(Newsroom America) -- The owner and operator of a Miami health care agency has been sentenced to 120 months in prison for his participation in a $42 million home health Medicare fraud scheme.
Eulises Escalona, 44, of Monroe County, Florida, was sentenced today by U.S. District Judge Joan A. Lenard in the Southern District of Florida. In addition to sentencing Escalona to prison, Judge Lenard ordered him to pay $26.5 million in restitution.
On August 2, 2012, Escalona pleaded guilty to one count of conspiracy to commit health care fraud.
According to court documents, Escalona was the owner of Willsand Home Health Inc., a Florida home health agency that purported to provide home health care and physical therapy services to eligible Medicare beneficiaries.
Escalona pleaded guilty to conspiring with patient recruiters for the purpose of billing the Medicare program for unnecessary home health care and therapy services.
Escalona and his co-conspirators paid kickbacks and bribes to patient recruiters in return for patients, prescriptions, Plans of Care (POCs), and certifications for medically unnecessary therapy and home health services for Medicare beneficiaries.
Escalona and co-conspirators also paid kickbacks and bribes directly to physicians, who provided home health and therapy prescriptions, POCs and medical certifications to Escalona and his co-conspirators. Escalona used these prescriptions, POCs, and medical certifications to fraudulently bill the Medicare program for home health care services, which Escalona knew was in violation of federal criminal laws.

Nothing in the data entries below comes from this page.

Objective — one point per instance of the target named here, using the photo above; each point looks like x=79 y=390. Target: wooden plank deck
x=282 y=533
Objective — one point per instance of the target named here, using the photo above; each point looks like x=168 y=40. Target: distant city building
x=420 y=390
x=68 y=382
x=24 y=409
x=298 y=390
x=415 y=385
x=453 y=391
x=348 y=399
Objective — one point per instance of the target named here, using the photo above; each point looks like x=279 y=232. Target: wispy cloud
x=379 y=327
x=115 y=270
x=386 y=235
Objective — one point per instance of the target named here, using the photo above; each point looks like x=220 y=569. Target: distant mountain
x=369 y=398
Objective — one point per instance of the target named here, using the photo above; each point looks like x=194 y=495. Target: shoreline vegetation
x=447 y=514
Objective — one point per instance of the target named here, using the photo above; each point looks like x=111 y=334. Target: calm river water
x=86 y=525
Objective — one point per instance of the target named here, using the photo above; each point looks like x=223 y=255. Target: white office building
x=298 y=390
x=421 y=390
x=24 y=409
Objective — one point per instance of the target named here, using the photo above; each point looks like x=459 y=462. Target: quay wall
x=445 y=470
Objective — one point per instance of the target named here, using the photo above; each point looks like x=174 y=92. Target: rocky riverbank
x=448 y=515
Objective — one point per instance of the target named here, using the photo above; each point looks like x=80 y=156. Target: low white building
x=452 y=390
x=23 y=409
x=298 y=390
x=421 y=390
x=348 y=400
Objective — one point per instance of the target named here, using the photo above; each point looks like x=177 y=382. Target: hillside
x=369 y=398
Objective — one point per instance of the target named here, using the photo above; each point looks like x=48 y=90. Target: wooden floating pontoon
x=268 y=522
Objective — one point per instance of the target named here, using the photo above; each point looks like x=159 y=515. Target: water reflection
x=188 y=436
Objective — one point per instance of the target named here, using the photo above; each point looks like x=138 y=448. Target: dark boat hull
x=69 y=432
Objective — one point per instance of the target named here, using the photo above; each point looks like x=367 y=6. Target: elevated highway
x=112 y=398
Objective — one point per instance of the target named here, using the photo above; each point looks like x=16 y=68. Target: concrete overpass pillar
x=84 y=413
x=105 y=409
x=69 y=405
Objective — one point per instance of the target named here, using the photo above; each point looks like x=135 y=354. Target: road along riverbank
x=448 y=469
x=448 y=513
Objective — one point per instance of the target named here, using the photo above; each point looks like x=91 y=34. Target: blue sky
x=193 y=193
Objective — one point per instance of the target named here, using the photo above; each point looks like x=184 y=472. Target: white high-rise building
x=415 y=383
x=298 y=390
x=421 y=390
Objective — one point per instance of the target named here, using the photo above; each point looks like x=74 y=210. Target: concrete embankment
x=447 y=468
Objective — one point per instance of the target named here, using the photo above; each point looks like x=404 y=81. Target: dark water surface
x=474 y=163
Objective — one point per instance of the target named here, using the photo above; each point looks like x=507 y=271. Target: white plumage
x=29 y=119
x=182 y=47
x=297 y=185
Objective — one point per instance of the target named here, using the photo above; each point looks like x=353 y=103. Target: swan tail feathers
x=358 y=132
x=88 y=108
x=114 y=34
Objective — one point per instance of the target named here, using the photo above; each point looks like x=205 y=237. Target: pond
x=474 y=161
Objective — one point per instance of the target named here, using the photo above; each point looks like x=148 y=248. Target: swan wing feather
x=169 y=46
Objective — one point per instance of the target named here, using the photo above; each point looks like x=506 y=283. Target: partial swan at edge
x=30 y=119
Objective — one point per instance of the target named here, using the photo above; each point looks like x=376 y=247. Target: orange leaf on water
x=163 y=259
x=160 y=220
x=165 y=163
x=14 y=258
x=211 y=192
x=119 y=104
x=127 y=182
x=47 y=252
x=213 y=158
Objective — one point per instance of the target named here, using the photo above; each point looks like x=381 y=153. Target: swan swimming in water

According to court documents, at Willsand Home Health, patient files for Medicare beneficiaries were falsified to make it appear that such beneficiaries qualified for home health care and therapy services when, in fact, many of the beneficiaries did not actually qualify for such services. Escalona knew that in many cases the patient files at Willsand Home Health were falsified.
From approximately January 2006 through November 2009, Escalona and his alleged co-conspirators submitted approximately $42 million in false and fraudulent claims to Medicare, which paid approximately $27 million on those claims.